植物の病原体についての本を読んでいる。ヒトをはじめとする意識ある生物はどうしても個体をベースにした概念から逃れることができないけれど、植物や微生物はそれとはまた異なる在り方が可能なのだろう。村田沙耶香『コンビニ人間』の中で、死んだ小鳥の墓に花が添えられているのを見て、「花は殺してよいのか」と考えるシーンがあった(記憶がある)が、あのシーンについては明確に答えが出せるのだと直感している。どこまでも個体である動物とは違うことわりの上で生きている植物。花を殺すことについての答えを探すことは、人間中心主義からの離脱に近づくことなのだろう。

生物の進化には遺伝子の水平伝播・・・・と呼ばれる現象が関わっていることがある。これは、他の生物が持っている遺伝子を自身の遺伝子の中に取り込むことで新しく形質を獲得するというものなのだが、これが上手く機能するのはあくまでその生物が多産多死であるからだ。水平伝播によって獲得した遺伝子は、多くの場合は有害か無益かである。その多くの犠牲のうち、ごくわずかに残る有益な形質がその生物を新しい環境で生き残らせる。その手の細菌が環境に適応していくのは、多く生まれ、その大半が犠牲となることが前提のシステムを持っているからだ。それを可哀そうだと思うことは単なる擬人化による偏った感情移入でしかない。

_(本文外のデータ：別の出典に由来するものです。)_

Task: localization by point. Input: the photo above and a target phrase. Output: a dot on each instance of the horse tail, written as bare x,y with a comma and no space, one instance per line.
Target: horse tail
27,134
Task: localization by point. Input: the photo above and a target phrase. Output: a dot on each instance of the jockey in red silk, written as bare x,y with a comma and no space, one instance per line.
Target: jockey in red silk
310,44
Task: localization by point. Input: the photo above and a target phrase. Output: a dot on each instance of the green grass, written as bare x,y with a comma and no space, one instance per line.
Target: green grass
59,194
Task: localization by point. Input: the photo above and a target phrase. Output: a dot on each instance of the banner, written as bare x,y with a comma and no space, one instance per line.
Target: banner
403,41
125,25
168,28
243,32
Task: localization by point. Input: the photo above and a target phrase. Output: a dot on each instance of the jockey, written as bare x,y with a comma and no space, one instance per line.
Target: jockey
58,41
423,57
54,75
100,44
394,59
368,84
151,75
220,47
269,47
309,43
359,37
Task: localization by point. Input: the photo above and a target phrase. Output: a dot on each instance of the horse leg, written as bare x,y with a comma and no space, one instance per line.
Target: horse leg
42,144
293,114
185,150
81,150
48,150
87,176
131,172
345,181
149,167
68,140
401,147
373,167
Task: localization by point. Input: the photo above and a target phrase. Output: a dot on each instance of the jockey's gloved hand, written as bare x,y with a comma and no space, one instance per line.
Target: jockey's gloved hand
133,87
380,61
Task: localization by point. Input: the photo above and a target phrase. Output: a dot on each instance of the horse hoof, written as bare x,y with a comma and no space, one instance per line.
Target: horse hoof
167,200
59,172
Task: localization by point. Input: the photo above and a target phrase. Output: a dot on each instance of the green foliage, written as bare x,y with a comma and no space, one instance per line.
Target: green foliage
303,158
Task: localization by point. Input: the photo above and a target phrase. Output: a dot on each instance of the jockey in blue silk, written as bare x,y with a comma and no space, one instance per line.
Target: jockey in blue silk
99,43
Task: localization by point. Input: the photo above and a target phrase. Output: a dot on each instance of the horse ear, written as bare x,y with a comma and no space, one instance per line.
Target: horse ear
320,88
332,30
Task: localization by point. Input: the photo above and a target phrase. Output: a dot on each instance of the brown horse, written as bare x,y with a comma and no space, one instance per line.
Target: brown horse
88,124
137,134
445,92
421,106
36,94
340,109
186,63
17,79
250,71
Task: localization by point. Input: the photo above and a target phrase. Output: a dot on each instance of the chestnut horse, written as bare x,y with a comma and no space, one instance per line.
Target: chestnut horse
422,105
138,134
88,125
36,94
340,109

人間の意識はどうしても個体というくびきにとらわれてしまう。システムであるということ。そこに個体としての意識がないこと。小鳥と同じ仕組みで花に感情移入することは、花を思うことにはならないだろう。植物に感染して毒素を産生する菌は人間にとっては病原菌だが、植物はそのことでヒトを含む他の動物に食べられずに済むことが増えるため、むしろ植物にとっては共生菌であるともいえる。

わたしはいまのところ世界が面白くて仕方がないので個体としては死んでしまったら困るなと思っているのだけど、それはそうとヒトとして生まれなければ意識のないシステムの中の一部として存在できたのかもしれないとも考えることがある。そうしてやはり『コンビニ人間』に戻ってくるのだが、個として存在してしまうこととシステムの一部であるという恍惚は、小鳥と花の死にそのまま喩えられるものなのだと思う。

意識ある個体は尊重されてしまう。そこに倫理が生じてしまうからだ。であるならば、倫理の生じないシステムの中で、細胞-組織-器官-個体-社会から成る構造の中で静かに生まれて死ぬこともひとつの理想なのかもしれないとも思う。